Happy Pesach, or Ecumenically Acceptable Day of Atonement/Remembrance! Just a reminder: For this week and this week ONLY, Coca-Cola (tm) has been deemed parve and/or kosher. WTF? I'm not sure which, or what the difference is. Why Should I Care? Because, Mr or Ms Insensitive Clueless Goyim, it means Coke (tm) is using 100% natural CANE SUGAR, not corn syrup. Yeah. And? Umm...it tastes better. I guess. Or it's better for the environment? Plus it's maybe better as a spermicide. THE MORE YOU KNOW!

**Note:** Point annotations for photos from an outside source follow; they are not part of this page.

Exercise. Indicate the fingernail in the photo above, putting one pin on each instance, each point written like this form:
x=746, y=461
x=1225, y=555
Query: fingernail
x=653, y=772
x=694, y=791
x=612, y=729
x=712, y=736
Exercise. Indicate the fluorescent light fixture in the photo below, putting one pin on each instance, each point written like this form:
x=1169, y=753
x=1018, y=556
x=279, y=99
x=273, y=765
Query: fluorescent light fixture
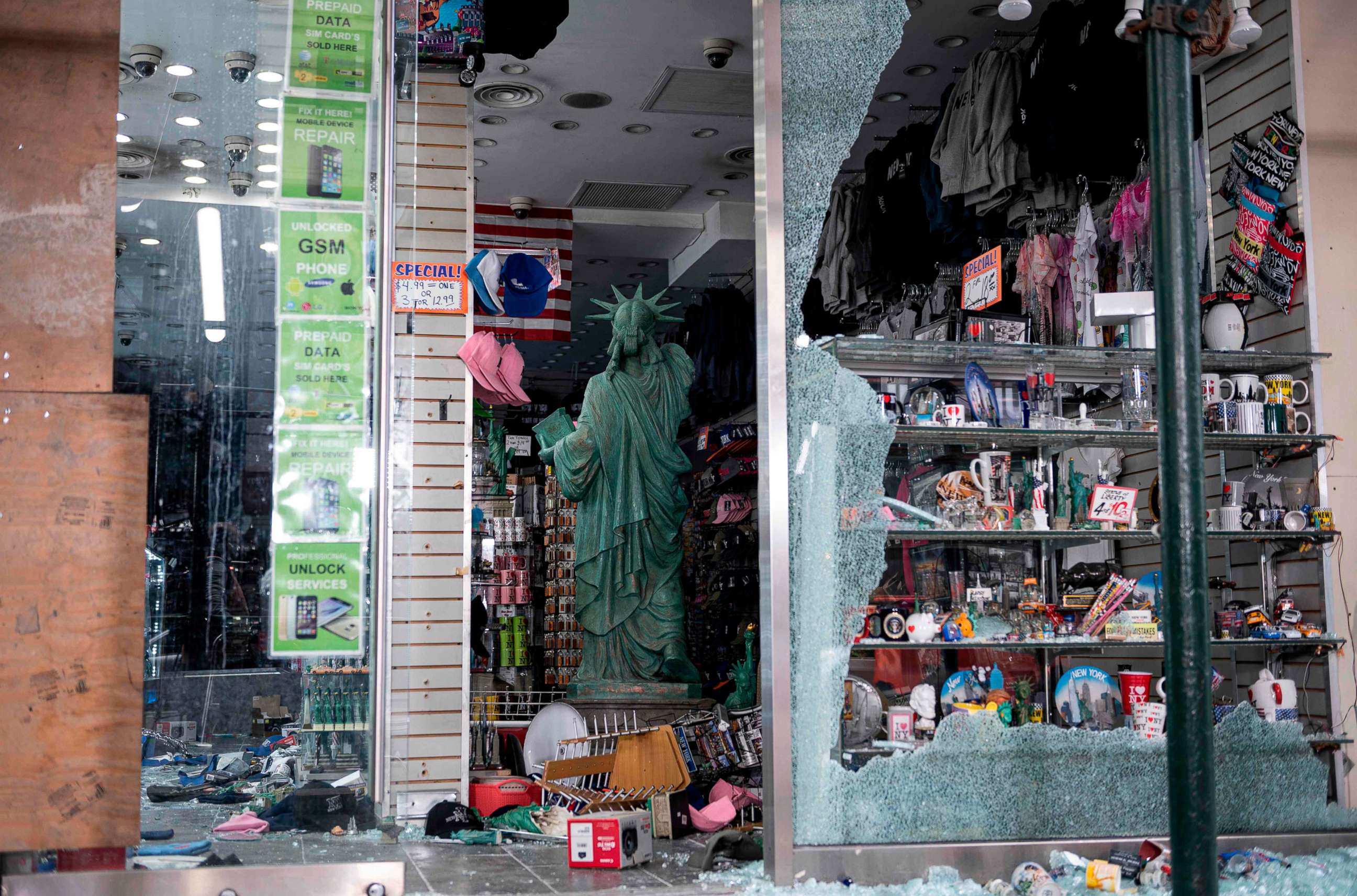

Can you ID that quote? (Hint: It's from the Norman Mailer-directed Tough Guys Don't Dance, 1987, headlining the quasifaceted Ryan O'Neal.) Now available in High Contrast PAL/Secam/NTSC. Best movie made in the '80s, possibly EVER. Actually, it sucks. Sucks donkey logs. Now in SCHADENDREUDESCOPE!
The week's v1agrA spam subject lines. Eventually I'll have enough of these to turn into a magical realist novel. Its success will be unexampled in the world of belles lettres, and I'll make enough $$ to buy that chalet in Gstaadt and a second palazzo in Ventimiglia. THEN you'll be sorry you called me a sick pig in Junior High School! Don't be alarmed when it doesn't stop growing A!dd up to 4 inchfes to ylours puenis giln Stretch her to the max with a larger organ Painless growth results to your satisfaction Cherish your size она ждет тебя без трусов Increase your morale during an economic downturn Re: you will right, Jozef Stop your lady from leaving you There is greatness in hardness Become your neighborhood's hottest man Reduce all undesired symptoms No need to kill yourself over size Is big pennis good for you or not? o1u Police open fire on elderly in Iowa Effortless Narcotic Support Great news for disenchanted men! indoor buttock battlefront someone dystrophy clow erasspon Pepplow boare shuth Hieroscope Aere Cryston Chison Pepplana tungus adulum Floon Elepputh swimmid Solital cape mongle Swort x-rass womputh Floodle Sadmid slato Torcle Frush Stop being a loser
Is there anything more depressing? DIY dildoes. Floggers made of exhausted bungee and curtain rod. Fishing rods repurposed as "canes" and belts turned into collars. A little dignity, people. Hey, I budget the lifestyle too. I go to Ho Depot and cast an appraising glance at pennysaver pervertibles. There's a diff, though, between ingenious improv and Salvation Army Store S&M. To wail away at you with something that looks like it was made by an 11-year-old at camp, or smells like fishing tackle soaked in Geritol, demeans everyone.